Xing and the team believe that the “dragon” dinosaur belongs to a group of dinosaurs called mamenchisaurids, which are known for their extremely long necks, some of which measure up to half the lengths of the creatures’ bodies. The mamenchisaurids are distinguished from other sauropods, or long-necked dinosaurs, by neck length. Most sauropods, such as those depicted in most Hollywood movies like “Jurassic Park,” have necks that make up one-third the lengths of their bodies.
Another distinguishing characteristic of the mamenchisaurid group is their location: Thus far, they’ve only been found in Asia. The paleontology team believes the discovery of Qijianglong points to the possibility of other like long-necked species developing on other continents.

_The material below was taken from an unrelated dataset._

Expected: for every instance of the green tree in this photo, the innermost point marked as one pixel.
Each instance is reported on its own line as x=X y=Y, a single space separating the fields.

At present, though, the “dragon” dinosaur is rather unique, its 25-foot-long neck taking up half its body length. In a press release quoted by CNET, University of Alberta PhD student Tetsuto Miyashita noted: “Qijianglong shows that long-necked dinosaurs diversified in unique ways in Asia during Jurassic times — something very special was going on in that continent.”
To add to the intriguing find, Miyashita said, “China is home to the ancient myths of dragons. I wonder if the ancient Chinese stumbled upon a skeleton of a long-necked dinosaur like Qijianglong and pictured that mythical creature.”
The team’s findings have been published in the Journal of Vertebrate Paleontology. The dinosaur skeleton itself is currently housed at a museum in Qijiang, where it will remain until a new dinosaur museum currently being built and it can be moved to its new home.